Characterizing Synthetic Textiles – Getting the Pleather References

The three main varieties of pleather are vinyl, polyester, and polyurethane. Plasticized vinyl and polyurethane have the sturdiness and flexibility to suffice in applications where leather is used. In pleather, vinyl and polyurethane are usually layered on a base of polyester or organic fibers. Polyester is a softer polymer, which cannot mimic top grain by itself. But it can be made to look like soft hair. To test these polymers in a pyrolysis application, I gathered furniture upholstery of each variety as references.

Those in the textiles and polymer industries understand the complexity of polymers due to the limitless combinations of monomers, comonomers and additives associated with each kind. With targeted chromatography and polymer libraries, the specific type of polyester (polyethylene terephthalate), the two moieties of polyurethane (MDI and polyester based polyol) and the plasticizer in vinyl were identified. These finer details are often lost in using other methods.

The Experiment – Characterizing the “Unknown” Leather-Like Textiles

With confidence in instrumentation, it was time to sample the second-hand bags. Through matching mass spectral data and thermal profiles from the EGA analysis alone, three bags were already ruled out as vinyl pleather.
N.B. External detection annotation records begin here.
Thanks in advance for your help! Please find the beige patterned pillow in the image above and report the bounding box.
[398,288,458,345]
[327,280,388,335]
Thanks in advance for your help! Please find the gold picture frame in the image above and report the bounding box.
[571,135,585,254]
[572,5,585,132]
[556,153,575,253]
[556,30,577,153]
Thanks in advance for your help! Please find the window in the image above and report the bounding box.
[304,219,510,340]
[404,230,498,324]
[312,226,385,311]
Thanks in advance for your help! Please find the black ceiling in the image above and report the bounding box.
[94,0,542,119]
One boho-style bag however, showed promise.

However, flash pyrolysis revealed that the boho-bag oddly contained acrylate polymer and phthalate along with protein pyrolyzates. The addition of plastic would suggest bicast or bonded leather. These are “cheaper” leathers made by adding polymer in some way to scrap or lower grain hide. A suspicion led me to test the surface and underside separately.
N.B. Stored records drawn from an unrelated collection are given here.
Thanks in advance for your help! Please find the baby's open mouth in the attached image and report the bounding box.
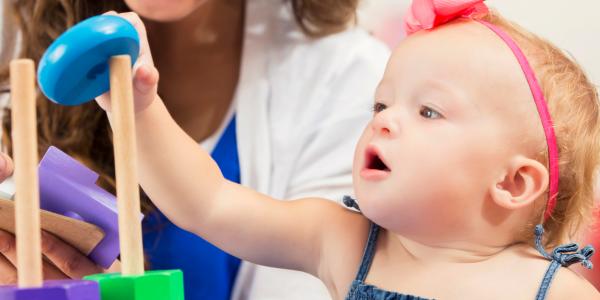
[366,147,391,172]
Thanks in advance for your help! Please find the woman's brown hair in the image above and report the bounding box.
[0,0,359,211]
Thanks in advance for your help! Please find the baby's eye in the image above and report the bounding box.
[419,106,443,119]
[373,102,387,113]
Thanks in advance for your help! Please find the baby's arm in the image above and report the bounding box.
[97,13,366,282]
[136,99,356,275]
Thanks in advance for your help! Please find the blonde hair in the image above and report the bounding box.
[483,11,600,246]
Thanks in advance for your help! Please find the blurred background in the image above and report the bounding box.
[359,0,600,86]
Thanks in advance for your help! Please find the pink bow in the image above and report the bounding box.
[404,0,488,35]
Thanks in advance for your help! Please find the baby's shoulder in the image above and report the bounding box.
[546,267,600,300]
[496,246,600,300]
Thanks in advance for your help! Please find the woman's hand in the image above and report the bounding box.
[0,230,104,285]
[96,11,158,113]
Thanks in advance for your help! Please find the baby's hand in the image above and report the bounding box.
[96,11,158,113]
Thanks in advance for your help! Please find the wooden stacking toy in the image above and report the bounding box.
[38,15,183,300]
[0,59,100,300]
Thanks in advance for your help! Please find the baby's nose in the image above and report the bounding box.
[372,111,398,137]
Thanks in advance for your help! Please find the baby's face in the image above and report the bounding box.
[353,22,543,238]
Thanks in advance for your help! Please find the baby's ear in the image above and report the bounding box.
[490,156,548,210]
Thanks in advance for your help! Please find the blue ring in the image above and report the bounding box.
[38,15,140,105]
After confirming the lack of acrylic on the underside of the leather and with knowledge that plasticizers are used in acrylic paints, it is likely this leather bag was painted. Perhaps the paint was used to disguise a significant differentiation in color amongst the weaves but on the same leather base?
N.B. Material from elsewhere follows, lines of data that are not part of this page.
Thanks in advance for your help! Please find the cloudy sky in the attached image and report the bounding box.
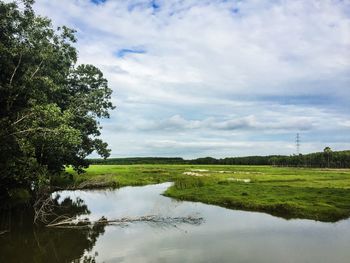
[31,0,350,158]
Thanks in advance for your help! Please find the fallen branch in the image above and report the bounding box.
[0,230,10,235]
[46,215,203,228]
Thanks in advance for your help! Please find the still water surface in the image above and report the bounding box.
[0,183,350,263]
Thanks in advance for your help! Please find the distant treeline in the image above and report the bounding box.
[90,150,350,168]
So, did I find real leather second hand?

Yes! So for those who seek real genuine leather from a thrift store, let this be a story that offers hope in your quest. The ubiquity of plastic is clear, even in the commercial leather industry. Therefore, just as other traditional polymer industries like paints, coatings, and fillers, we find another interesting use-case for pyrolysis-based analyzers.